After 4 1/2 months of playing Indoor Golf League nearly every week, this past Wednesday marked our last match for the season. We always have a good time at indoor golf, but by the time April rolls around we’re ready for the temperatures to warm up and to start playing outside again. It makes the last night bitter-sweet because we’re ready to be out in the fresh air, however, many of the people we see at league we won’t see again until the next November.
We are fortunate enough to have an indoor golf facility in Mason City. It opened over a decade ago, and Mike started playing in it before I met him. He convinced me to join him a few years after we met, when I had just taken up the game, and we’ve been participating in it together ever since.
Many people ask me what I mean by indoor golf. The easiest way to explain it is that it’s essentially a video game. There is a big screen that you hit into that has sensors that read your ball flight and speed. Once the ball hits the screen it travels through the air, on the screen, just like you’re outside. You get to use your real clubs and golf balls so it’s a great way to keep swinging throughout the winter months. The program contains many golf courses from around the world and you can choose which you play. We usually play the courses the PGA Tour plays throughout their season. There are different spots on the mats to hit from including rough, fairway, sand, and wildgrass…depending on where your ball lands on the course. You even get to putt. The short game is by far the hardest part to get used to because its hard to get a feel for the distance you may be pitching, chipping, or putting from.
For our league each team plays in pairs that play a best shot match. This means that Mike and I both hit from each location. We then take the best shot and both hit from there for our next shot. Each team holds a handicap (the average of what you usually shoot) throughout the season based on their last three weeks of play. This makes the matches fair and more fun, giving everyone a chance to win. So, for example, if Mike and I usually shoot around Even (making our handicap Even) for 9 holes and the team we are playing usually shoots around 2 under par (making their handicap -2) then they would have to give us 2 strokes. That means we could shoot an Even par round and they might shoot 1 under, but we’d still beat them because they have to give us 2 strokes. It evens out the playing field.
Last year I’m happy to say we won the whole thing so coming into this year we had high hopes as the reigning champions. Unfortunately, we didn’t pull off the win this year, but we sure had a lot of fun trying!
Indoor Golf League is what led to Crock Pot Wednesdays. Before we had T.J. we had a bad habit of stopping at a restaurant (usually our favorite Mexican restaurant) and overindulging after a night of fun and beer. Once we had T.J., we obviously couldn’t do this anymore but didn’t want to have to make supper when we got home. We also didn’t want to get in the habit of picking up take out in an attempt to be healthier.

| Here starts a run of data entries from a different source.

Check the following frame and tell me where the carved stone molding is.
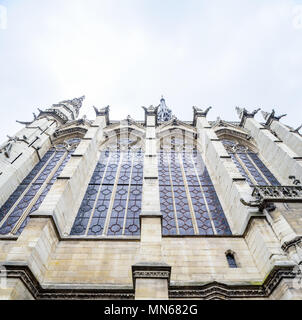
[0,263,297,300]
[169,266,296,300]
[240,186,302,212]
[236,107,261,127]
[281,236,302,252]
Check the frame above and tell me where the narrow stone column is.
[132,263,171,300]
[194,107,259,234]
[262,110,302,157]
[140,107,162,262]
[132,106,171,299]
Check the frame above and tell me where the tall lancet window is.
[0,138,80,235]
[222,139,280,186]
[158,136,231,235]
[70,129,144,236]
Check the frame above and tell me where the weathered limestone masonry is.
[262,110,302,157]
[0,97,302,300]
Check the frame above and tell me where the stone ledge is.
[169,264,296,300]
[4,262,134,300]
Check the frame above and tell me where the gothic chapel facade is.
[0,97,302,300]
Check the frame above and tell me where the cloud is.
[0,0,302,141]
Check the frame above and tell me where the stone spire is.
[59,96,85,116]
[157,96,172,122]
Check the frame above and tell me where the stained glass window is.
[226,252,237,268]
[222,140,280,186]
[158,138,231,235]
[70,149,144,236]
[0,139,80,235]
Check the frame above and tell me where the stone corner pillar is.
[140,106,162,262]
[132,262,171,300]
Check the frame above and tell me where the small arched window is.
[226,252,238,268]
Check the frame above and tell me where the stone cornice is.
[4,263,297,300]
[169,266,297,300]
[4,263,134,300]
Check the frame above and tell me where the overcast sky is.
[0,0,302,142]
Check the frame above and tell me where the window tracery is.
[70,131,144,236]
[158,136,231,235]
[0,138,80,235]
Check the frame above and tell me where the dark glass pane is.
[226,253,237,268]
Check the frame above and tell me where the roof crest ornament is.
[235,107,261,127]
[157,96,172,122]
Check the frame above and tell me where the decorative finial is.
[235,107,261,127]
[262,109,287,126]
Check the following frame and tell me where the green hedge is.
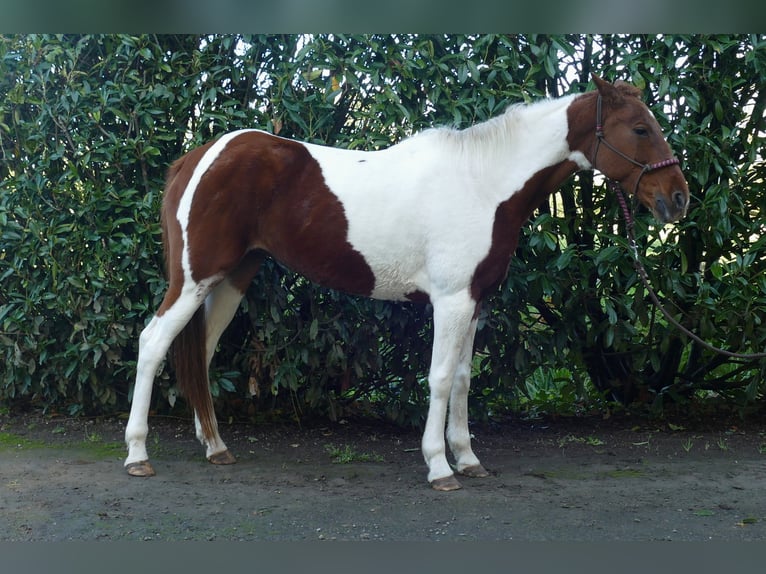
[0,35,766,424]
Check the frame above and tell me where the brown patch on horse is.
[188,132,375,296]
[471,160,576,301]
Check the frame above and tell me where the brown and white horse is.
[125,78,689,490]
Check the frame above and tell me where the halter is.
[592,95,766,361]
[592,94,680,195]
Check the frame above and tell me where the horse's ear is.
[592,74,641,104]
[591,74,620,102]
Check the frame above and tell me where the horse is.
[124,75,689,491]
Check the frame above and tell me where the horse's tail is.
[170,305,216,439]
[162,156,216,439]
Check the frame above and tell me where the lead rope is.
[607,179,766,361]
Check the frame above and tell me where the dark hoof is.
[125,460,154,476]
[460,464,489,478]
[431,475,463,492]
[207,449,237,464]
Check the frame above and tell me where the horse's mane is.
[424,96,574,159]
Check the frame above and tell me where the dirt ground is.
[0,414,766,541]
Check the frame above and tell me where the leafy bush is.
[0,35,766,425]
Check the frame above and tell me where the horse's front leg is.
[422,292,478,490]
[447,313,489,478]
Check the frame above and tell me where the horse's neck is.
[462,91,595,204]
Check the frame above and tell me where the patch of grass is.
[559,434,606,448]
[0,429,125,458]
[324,444,383,464]
[0,432,45,451]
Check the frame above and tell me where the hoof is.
[460,464,489,478]
[207,449,237,464]
[125,460,154,476]
[431,475,463,492]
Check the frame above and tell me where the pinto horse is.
[125,76,689,490]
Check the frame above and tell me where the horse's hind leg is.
[194,252,263,464]
[447,318,489,478]
[422,292,476,490]
[125,290,210,476]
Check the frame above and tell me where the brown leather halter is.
[591,94,680,195]
[591,95,766,361]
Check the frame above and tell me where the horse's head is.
[592,75,689,223]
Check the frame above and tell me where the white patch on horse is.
[304,95,589,300]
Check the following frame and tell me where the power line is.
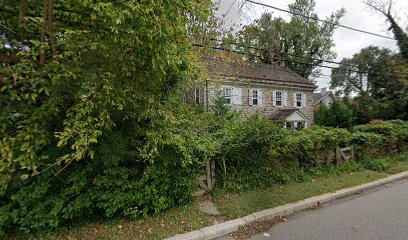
[245,0,396,41]
[204,38,408,78]
[222,0,237,21]
[192,43,408,79]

To celebrate our last night of Indoor Golf, I decided to do one of our all time favorite crock pot meals…the classic Beef Pot Roast. I love this recipe! It makes enough to serve 6-8 so we have plenty left over that I can freeze and enjoy on another fuss-free supper making night 🙂 There are also a ton of veggies so I like freezing a few extra by themselves for a tasty side dish on another night.
So, in honor of our last night of indoor golf and in celebration of our real outdoor golf course opening TODAY (WOO HOO!!!) here’s an all time favorite recipe in our house…enjoy!
Here’s what you’ll need on your grocery list:
**This recipe makes enough to serve 6-8 people**
2 1/2 lbs Chuck Roast
1 (1 oz) packet Dry Onion Soup Mix
3/4 cup Water
3/4 cup Red Wine
1 lb Carrots, chopped
1 1/2 lbs Red or Golden Baby Potatoes (I usually use red but I had golden potatoes that needed to be used and they tasted just as good)
1 bunch Celery, chopped
1 small Onion, chopped
Add soup, water, and wine to crock pot and stir together.
Season both sides of roast with salt, pepper, and garlic powder to taste. Gently place roast in crock pot.
Cook on Low for 4 hours. After 4 hours, add vegetables to crock pot.
Cook on low an additional 4-6 hours. Total cook time is 8-10 hour.
Serve and Enjoy!
I can’t even put into words how good this meal smells slow cooking all day in our house. This is a great meal for anytime of the year and one I wish I made more often.